The divination and oracles section of Frost and Sullivan has been shuffling its tarot cards and consulting the entrails and reached the conclusion that in the next five to 10 years, a blockchain ecosystem will emerge which will take control of the health industry.
A new report said that on-going digital democratization of care delivery models towards a much-anticipated personalized and outcome-based treatment will be the major impetus for blockchain adoption.
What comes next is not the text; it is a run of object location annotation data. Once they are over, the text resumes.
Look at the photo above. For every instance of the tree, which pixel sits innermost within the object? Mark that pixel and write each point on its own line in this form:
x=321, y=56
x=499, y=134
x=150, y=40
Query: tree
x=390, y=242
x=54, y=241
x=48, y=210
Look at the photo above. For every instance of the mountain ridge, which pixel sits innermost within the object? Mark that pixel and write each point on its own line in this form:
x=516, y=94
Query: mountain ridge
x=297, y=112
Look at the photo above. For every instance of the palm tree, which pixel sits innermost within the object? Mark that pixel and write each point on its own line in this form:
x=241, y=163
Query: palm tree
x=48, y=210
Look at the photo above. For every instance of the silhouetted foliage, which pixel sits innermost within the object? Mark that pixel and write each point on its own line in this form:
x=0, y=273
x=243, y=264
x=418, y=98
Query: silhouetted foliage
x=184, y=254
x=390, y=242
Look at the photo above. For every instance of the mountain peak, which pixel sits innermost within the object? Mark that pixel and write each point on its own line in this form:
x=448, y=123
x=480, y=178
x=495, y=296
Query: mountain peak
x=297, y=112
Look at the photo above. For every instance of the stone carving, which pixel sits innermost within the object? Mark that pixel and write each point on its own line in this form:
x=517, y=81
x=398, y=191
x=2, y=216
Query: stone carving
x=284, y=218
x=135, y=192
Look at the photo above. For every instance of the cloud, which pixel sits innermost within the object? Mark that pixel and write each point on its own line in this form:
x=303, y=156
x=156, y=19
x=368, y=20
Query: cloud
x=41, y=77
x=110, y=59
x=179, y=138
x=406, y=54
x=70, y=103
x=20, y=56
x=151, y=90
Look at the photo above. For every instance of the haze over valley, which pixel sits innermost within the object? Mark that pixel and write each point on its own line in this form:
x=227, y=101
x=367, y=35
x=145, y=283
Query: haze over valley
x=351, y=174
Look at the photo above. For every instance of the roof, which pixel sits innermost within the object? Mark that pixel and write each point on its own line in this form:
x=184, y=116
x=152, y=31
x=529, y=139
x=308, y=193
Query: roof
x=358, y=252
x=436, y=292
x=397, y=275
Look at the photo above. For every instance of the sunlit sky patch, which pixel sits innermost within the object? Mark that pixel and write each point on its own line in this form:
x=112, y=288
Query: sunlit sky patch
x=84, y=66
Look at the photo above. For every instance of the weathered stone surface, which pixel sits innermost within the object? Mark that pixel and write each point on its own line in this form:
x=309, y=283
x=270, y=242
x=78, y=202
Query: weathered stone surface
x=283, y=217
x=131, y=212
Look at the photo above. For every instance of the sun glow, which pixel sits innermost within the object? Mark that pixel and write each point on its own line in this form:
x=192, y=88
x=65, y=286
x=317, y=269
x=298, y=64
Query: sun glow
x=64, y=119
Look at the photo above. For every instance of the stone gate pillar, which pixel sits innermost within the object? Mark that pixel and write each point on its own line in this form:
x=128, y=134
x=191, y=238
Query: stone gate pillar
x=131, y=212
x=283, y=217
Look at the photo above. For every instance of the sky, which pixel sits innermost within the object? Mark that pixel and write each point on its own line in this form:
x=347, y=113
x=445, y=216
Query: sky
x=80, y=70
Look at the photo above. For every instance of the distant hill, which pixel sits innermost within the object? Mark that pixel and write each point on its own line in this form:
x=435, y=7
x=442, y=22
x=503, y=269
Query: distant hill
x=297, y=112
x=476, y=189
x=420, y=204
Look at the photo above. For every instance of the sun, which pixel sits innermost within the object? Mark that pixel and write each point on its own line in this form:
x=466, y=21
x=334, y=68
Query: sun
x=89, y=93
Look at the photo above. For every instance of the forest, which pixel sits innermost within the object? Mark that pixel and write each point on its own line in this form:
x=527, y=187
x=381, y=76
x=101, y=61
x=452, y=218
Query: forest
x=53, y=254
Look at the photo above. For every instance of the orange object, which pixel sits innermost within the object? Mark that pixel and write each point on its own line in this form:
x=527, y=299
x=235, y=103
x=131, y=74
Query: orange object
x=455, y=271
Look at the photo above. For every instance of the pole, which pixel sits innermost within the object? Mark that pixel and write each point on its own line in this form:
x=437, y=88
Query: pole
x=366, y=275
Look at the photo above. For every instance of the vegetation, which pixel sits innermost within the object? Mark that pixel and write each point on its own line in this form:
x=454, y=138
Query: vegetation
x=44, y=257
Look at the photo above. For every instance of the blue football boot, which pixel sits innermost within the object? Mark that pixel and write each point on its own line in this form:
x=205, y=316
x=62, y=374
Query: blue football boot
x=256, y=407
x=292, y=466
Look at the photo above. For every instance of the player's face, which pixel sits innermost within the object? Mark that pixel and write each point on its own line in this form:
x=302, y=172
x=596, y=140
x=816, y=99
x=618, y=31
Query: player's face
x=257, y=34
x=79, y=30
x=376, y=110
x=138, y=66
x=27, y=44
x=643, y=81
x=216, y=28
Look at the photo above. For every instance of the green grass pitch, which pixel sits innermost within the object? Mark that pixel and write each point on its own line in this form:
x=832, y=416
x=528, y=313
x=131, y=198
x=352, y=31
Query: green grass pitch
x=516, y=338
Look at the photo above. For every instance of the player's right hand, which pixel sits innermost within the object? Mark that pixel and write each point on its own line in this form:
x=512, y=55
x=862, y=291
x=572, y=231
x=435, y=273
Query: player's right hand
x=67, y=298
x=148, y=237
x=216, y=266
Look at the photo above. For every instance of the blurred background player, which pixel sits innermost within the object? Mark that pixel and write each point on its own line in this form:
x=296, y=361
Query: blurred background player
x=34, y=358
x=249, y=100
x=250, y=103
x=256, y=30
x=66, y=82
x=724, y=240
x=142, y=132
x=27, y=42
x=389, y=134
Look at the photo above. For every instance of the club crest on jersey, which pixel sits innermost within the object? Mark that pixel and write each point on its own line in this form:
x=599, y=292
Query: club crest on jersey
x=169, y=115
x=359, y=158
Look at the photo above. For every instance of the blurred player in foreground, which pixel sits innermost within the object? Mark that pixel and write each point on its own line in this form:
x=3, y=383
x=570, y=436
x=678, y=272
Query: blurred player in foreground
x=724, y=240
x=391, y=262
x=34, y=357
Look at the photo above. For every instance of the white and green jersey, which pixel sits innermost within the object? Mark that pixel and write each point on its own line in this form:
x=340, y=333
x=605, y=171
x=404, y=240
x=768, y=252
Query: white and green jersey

The convergence of blockchain with emerging technologies such as artificial intelligence (AI), machine learning, mHealth and Internet of Medical Things (IoMT) provides new opportunities to explore digital health economies. At its core, blockchain would offer the potential of a shared platform that decentralises healthcare interactions ensuring access control, authenticity, and integrity while presenting the industry with radical possibilities for value-based care and reimbursement models, the report said.
Frost and Sullivan Transformational Health Industry Analyst Kamaljit Behera, who penned the report said: “Burgeoning connected health devices and the need to protect against data breaches make blockchain, with its ubiquitous security infrastructure, the obvious foundation for emerging digital health workflows and advanced healthcare interoperability. It creates an additional trust layer through unique distributed network consensus that uses cryptography techniques to minimize cyber threats.
“Blockchain technology may not be the panacea for healthcare industry challenges needs but it holds the potential to save billions of dollars by optimizing current work-flows and dis-intermediating some high-cost gatekeepers”.